Тихо, шаг за шагом, пробиралась вперед Майя. Выход все ближе и ближе. Еще немного – и она очутится снаружи, взмахнет крылышками... Сердце безумно колотилось в груди...
Вдруг, в тени колонны, находившейся у самого выхода, Майя заметила часового.
Пчелка остановилась как вкопанная. Погибли все ее надежды! Миновать незаметно стража не было никакой возможности.
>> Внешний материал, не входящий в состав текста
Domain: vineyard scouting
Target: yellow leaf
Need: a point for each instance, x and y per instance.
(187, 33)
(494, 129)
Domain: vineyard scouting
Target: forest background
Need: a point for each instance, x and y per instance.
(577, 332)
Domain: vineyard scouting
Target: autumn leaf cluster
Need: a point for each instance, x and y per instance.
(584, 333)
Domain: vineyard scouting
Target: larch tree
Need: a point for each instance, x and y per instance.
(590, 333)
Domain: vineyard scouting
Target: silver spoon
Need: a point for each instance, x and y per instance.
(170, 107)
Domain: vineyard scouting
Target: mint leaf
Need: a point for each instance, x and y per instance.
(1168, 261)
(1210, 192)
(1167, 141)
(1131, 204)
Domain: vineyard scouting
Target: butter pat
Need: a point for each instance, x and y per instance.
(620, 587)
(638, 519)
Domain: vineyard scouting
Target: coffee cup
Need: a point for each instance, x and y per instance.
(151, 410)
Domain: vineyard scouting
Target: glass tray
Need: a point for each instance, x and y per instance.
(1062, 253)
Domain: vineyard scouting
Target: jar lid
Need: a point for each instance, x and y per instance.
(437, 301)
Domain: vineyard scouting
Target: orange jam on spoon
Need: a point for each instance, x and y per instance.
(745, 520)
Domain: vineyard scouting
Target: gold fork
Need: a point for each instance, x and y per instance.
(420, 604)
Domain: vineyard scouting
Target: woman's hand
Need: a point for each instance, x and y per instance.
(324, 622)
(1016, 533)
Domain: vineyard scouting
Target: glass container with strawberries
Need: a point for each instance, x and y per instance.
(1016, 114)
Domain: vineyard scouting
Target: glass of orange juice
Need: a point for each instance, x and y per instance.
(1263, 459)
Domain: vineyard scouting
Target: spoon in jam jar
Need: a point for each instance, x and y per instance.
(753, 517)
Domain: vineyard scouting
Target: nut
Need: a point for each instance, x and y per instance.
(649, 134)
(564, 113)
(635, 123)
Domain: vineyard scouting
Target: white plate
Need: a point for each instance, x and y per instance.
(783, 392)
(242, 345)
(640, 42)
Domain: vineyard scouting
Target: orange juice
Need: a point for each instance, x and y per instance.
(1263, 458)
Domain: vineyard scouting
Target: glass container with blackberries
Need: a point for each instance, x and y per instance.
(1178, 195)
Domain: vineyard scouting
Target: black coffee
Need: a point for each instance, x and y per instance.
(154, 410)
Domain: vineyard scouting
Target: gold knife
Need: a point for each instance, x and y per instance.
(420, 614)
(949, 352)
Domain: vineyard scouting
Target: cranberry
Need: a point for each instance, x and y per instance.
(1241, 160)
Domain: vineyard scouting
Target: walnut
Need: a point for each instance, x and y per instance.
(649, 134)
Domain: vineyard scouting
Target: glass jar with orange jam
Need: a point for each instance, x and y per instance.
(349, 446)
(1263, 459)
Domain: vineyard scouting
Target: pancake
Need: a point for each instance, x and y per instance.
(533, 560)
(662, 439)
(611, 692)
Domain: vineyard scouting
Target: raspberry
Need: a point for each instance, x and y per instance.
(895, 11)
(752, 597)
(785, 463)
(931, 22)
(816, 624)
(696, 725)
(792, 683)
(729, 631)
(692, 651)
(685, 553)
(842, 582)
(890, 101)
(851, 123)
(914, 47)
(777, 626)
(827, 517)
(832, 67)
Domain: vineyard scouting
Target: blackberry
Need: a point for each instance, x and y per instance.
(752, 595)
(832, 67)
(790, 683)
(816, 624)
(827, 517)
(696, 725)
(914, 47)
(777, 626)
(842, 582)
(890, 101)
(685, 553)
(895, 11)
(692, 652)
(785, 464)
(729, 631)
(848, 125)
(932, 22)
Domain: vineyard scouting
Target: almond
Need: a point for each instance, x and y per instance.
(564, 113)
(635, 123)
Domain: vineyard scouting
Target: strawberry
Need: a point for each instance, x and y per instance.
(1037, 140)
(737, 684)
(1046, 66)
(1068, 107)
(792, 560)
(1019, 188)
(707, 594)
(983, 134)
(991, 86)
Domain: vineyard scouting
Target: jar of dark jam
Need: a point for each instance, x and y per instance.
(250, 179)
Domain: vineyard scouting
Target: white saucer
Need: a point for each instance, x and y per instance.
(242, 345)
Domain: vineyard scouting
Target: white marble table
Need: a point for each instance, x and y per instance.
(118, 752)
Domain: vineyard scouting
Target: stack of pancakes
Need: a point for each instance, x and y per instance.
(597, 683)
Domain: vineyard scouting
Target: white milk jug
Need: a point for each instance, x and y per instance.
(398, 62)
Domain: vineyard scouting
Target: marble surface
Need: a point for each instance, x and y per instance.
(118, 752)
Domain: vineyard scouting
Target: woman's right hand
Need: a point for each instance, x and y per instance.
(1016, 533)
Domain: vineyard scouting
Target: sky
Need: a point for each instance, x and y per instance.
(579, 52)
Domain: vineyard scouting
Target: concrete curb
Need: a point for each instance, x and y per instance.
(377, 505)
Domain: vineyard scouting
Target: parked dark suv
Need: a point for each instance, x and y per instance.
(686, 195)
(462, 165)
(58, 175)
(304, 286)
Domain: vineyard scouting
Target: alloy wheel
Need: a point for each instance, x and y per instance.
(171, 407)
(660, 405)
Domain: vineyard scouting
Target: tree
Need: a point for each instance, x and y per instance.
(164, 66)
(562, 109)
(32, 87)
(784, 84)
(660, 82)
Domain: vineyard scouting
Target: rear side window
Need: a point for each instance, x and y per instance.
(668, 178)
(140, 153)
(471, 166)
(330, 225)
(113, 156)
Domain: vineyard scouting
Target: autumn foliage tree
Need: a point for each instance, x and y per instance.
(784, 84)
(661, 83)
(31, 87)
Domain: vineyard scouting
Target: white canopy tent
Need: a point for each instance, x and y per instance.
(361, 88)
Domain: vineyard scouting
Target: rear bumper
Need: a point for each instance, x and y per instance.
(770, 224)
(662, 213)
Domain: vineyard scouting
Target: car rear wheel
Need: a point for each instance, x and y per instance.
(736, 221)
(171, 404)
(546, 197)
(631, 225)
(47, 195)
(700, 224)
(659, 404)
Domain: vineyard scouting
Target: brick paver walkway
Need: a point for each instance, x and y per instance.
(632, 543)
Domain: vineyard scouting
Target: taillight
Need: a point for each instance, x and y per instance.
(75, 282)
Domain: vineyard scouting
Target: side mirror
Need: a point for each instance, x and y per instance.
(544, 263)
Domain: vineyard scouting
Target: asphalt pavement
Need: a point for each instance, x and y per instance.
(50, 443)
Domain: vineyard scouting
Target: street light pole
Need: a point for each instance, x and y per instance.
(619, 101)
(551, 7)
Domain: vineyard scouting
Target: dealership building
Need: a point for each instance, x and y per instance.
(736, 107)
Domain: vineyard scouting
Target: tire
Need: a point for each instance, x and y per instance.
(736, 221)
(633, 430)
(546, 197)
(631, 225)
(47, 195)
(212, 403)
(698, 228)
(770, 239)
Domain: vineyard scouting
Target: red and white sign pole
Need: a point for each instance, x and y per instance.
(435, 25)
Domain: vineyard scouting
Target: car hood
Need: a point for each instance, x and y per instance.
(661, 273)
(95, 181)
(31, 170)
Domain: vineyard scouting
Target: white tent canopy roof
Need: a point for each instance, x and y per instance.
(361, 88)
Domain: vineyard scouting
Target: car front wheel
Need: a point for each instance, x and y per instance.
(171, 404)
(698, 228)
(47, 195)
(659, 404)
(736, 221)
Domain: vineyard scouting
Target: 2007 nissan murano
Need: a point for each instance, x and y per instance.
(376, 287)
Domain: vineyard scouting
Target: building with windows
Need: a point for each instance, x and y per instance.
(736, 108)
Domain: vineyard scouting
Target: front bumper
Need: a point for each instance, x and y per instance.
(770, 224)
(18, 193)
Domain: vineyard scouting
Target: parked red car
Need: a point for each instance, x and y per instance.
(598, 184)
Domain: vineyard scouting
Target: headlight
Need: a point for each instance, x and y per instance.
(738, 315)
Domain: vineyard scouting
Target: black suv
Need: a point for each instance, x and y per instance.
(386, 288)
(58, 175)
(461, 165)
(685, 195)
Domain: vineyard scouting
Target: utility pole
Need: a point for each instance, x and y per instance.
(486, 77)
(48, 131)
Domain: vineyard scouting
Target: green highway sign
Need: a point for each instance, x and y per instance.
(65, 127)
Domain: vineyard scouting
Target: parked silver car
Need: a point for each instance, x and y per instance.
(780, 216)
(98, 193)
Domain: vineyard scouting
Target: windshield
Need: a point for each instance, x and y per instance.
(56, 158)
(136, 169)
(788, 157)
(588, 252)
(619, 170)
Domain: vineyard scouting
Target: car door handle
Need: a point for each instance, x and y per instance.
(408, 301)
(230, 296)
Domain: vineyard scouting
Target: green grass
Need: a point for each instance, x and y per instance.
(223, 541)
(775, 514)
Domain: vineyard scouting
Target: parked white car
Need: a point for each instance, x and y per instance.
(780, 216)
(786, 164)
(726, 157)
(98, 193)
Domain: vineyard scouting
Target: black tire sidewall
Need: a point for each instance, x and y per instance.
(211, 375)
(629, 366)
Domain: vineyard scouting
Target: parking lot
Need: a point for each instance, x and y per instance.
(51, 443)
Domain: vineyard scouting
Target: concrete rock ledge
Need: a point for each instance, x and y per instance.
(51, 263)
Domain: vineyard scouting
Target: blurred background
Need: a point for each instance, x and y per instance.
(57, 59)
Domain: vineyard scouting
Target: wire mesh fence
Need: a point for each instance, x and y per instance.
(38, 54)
Что делать? "Лучше всего вернуться назад в свою темницу", – обреченно подумала Майя, но несколько необычный вид стоявшего у ворот великана привлек ее внимание. Казалось, он был погружен в глубокую задумчивость, подперев рукою подбородок и низко склонив голову. Как ярко блестел в лунном свете его золотой панцирь!! Во всей его фигуре было нечто такое, что тронуло пчелку. "Он выглядит таким печальным, – подумала она. – И какое у него благородное лицо! Как сверкает его вооружение! Он не расстается с ним ни днем ни ночью, и в любую минуту он готов грабить, сражаться и умирать за свою царицу..."
Майя почти забыла, что перед нею лютый враг. Увы! Как часто ее слабое сердце, склонное восхищаться всем прекрасным, подвергало пчелку опасности!
Вдруг на шлеме часового сверкнула полоска света. Он, по-видимому, повернул голову.
– Господи! – прошептала пленница. – Настал мой последний час!..
Но, к великому ее изумлению, разбойник спокойно произнес:
– Подойди поближе, малютка!
– Что? Что вы говорите? – пробормотала Майя. – Разве вы видите меня?
– Да, и уже давно. Ты прогрызла дыру в стене и кралась по теневой стороне зала. Потом ты заметила меня, и все твое мужество пропало. Верно?
– Да, – уныло ответила пчелка. – Это правда.
Она вся дрожала от ужаса. Значит, все это время часовой следил за ней... Она вспомнила рассказы об остроте чувств этих умных разбойников.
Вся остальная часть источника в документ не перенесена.